Today, the man most frequently cited in improbable weather stories in the Express (and sometimes elsewhere) is James Madden, who runs a company called Exacta Weather. His wild predictions have formed the basis of Express stories for several years, and appear in several of those I’ve just mentioned. So I sent him a list of questions. (I also sent a list to the newspaper, but have not received a response).

I asked him:

  1. Could you explain the basis on which you made these forecasts?
  2. What are your qualifications as a weather forecaster?
  3. How do you respond to the charge that you are engaging in “stopped clock forecasting”: making the same predictions again and again in the hope that they will occasionally be proved right, allowing you to claim vindication?
  4. How do you respond to the claim that your “accuracy” record [published on the Exacta website] is highly selective and misleading?
  5. Are you deceiving potential purchasers of your service by offering this misleading account?
  6. Why do you not publish an independent audit of your forecasting accuracy?

Instead of specific answers, he sent me a note that seemed to me to consist largely of bluster and threats.

“I remember the last time you tried dragging me into an unfair article involving only PWS [Positive Weather Solutions], for which I still have a dated response and video to yourself, which was shown to all my clients.” [You can read the article here].

“The previous also highlights you in previous statements/articles about weather being the weather, and sometimes forecasts will be wrong (in defence of the Met Office). No surprises there!

“After seeking advice, I will not hesitate to make an official complaint to the press complaints commission about the previous article, as I also will for any future articles that are misleading. I will also make people aware of this via the site, and your personal vendetta against myself, and your clear defensive nature of anything Met Office related.

“An explanation and detailed review of my winter forecast will be posted to subscribers and via the site shortly, and in my own time and not at deadline requests from yourself.”

I assured him that I have no vendetta against him and gave him another chance to respond, whereupon he sent me a slightly more conciliatory but similarly non-specific reply. The only question he attempted to answer was the stopped clock query, that he addressed as follows:

“May I also remind you that a broken clock is right twice in a day out of 24 hours, 1,440 minutes and 86,400 seconds. Have you ever thought of it that way or are you sticking to a more simplistic approach to prove some kind of point? My overall success rate is much higher than the simplistic comparison you tried to make there (with proof in various media articles and past forecasts via Exacta Weather).”

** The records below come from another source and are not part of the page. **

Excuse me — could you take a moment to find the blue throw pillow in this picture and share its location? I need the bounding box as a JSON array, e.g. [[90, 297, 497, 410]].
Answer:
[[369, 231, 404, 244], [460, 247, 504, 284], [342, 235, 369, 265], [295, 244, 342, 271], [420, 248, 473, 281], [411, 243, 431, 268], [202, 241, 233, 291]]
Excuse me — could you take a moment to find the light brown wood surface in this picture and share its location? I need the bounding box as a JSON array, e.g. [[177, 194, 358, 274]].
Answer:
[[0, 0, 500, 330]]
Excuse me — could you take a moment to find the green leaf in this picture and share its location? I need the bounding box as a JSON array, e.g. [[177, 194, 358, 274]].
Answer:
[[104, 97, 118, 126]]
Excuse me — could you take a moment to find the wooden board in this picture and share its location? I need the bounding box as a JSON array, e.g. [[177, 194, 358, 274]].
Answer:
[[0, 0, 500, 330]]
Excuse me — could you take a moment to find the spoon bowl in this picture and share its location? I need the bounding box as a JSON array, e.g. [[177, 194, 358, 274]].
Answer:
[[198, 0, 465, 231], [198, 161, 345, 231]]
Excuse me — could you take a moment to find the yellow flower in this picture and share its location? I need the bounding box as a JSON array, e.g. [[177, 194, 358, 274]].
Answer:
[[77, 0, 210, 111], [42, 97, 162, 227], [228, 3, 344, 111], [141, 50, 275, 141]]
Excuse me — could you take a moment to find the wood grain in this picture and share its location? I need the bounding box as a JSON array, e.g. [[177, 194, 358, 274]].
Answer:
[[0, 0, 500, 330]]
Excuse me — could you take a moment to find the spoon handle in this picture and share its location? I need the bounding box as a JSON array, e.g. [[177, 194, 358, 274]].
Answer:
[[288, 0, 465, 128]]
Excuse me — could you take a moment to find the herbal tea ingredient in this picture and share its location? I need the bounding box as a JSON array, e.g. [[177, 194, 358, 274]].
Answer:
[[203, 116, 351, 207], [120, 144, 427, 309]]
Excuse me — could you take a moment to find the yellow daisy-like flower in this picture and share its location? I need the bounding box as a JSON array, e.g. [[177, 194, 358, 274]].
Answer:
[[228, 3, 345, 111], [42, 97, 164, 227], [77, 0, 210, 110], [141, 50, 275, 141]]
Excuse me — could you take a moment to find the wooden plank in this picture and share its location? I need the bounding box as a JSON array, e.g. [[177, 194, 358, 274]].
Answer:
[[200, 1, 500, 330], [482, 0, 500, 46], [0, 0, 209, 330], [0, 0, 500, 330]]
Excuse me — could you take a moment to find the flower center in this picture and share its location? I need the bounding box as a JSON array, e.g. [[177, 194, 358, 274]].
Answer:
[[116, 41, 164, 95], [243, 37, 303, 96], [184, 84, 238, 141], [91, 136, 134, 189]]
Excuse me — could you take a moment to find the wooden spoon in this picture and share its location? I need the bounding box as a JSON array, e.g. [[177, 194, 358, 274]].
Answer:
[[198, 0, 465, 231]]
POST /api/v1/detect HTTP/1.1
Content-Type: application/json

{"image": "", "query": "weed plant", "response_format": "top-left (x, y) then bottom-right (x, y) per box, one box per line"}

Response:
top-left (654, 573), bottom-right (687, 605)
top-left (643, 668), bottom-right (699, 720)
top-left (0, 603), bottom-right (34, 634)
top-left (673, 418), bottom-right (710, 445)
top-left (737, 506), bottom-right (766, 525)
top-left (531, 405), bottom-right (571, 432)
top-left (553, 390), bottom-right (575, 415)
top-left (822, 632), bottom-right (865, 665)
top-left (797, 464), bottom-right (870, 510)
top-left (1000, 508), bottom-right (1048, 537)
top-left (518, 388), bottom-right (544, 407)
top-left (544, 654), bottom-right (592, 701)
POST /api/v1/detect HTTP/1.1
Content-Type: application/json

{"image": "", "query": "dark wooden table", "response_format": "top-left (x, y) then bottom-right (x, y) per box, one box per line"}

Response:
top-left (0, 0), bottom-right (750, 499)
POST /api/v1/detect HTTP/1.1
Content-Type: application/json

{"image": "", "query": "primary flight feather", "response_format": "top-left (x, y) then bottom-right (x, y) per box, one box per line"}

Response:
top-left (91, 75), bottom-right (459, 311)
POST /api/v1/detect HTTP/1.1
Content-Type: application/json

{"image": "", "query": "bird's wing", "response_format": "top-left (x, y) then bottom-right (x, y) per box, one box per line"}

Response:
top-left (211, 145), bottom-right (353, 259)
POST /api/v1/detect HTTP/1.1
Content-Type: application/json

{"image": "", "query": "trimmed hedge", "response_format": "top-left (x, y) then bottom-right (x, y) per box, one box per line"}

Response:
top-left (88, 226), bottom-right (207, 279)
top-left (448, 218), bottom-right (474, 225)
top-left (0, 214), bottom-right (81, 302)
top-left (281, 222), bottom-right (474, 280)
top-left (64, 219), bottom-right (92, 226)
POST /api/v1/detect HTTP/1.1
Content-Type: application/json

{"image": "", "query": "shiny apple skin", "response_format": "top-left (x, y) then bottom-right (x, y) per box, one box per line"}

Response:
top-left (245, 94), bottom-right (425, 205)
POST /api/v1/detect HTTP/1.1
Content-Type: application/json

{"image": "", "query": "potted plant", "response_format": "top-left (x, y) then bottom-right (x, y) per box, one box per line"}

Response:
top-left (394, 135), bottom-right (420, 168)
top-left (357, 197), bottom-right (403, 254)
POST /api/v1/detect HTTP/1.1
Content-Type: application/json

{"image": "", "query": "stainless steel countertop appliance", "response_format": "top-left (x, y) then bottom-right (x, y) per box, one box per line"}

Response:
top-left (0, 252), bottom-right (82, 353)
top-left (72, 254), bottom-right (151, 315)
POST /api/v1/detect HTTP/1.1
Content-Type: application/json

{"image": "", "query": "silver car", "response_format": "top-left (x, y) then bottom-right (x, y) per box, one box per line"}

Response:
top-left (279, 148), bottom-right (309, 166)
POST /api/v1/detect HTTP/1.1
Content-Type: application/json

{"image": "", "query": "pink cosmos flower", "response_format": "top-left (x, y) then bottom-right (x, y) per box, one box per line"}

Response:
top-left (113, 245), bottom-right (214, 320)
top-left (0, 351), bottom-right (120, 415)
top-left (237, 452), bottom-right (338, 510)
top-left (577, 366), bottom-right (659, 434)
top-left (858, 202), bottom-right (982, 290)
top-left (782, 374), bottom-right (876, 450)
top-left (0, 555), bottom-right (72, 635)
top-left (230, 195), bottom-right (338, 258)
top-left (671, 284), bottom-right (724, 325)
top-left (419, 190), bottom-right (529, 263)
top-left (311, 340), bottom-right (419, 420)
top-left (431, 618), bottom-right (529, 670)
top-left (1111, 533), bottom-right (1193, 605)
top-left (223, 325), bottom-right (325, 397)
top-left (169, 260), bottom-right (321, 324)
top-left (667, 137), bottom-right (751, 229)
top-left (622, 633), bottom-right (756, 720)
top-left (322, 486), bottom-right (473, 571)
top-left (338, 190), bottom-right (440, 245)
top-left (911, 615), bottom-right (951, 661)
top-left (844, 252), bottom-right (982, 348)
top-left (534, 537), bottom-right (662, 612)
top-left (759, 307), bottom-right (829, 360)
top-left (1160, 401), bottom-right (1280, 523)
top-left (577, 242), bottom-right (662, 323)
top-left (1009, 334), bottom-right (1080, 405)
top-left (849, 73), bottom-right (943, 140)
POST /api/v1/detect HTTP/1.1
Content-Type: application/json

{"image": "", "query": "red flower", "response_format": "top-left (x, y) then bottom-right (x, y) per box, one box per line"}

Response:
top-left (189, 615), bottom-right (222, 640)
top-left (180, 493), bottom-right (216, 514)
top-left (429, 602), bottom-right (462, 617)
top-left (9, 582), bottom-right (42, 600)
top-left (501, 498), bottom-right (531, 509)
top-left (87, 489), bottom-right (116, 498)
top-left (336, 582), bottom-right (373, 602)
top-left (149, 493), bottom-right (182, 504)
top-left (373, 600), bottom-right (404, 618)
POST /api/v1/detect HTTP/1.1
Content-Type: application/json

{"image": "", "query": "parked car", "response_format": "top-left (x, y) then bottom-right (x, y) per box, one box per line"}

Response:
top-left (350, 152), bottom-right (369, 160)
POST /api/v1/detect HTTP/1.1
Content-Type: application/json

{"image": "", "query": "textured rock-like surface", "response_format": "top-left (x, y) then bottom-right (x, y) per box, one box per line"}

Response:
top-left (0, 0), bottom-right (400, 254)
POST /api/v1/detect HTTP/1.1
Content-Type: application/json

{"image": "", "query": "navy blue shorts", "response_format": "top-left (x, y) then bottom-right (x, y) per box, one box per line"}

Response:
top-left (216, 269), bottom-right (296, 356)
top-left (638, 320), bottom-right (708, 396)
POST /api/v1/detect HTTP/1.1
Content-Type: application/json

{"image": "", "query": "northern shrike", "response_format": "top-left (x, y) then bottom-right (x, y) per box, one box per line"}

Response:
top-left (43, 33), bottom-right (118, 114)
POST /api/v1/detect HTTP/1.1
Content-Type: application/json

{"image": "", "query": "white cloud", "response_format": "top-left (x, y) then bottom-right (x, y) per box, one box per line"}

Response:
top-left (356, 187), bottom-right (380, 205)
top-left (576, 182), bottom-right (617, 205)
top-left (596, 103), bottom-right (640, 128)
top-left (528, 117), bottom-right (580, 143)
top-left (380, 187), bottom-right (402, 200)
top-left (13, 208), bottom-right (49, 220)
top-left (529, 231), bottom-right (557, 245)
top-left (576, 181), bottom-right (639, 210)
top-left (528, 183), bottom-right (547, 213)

But sadly he was unable to send me any evidence for this “overall success rate”, citing health problems.

There’s also a serious side to all this. To judge by the comments people make about weather forecasting, which has improved greatly over the past couple of decades, it appears that many mistake these lurid headlines for predictions from the Met Office.

If ever there is a genuine forecast of a rare severe blizzard, of the apocalyptic magnitude that the Express keeps predicting, people might be inclined to ignore it if they’ve heard the media cry wolf 100 times before, and could get themselves into trouble.

And there’s the more basic issue that newspapers should not mislead their readers. But at this point I realise I am asking too much.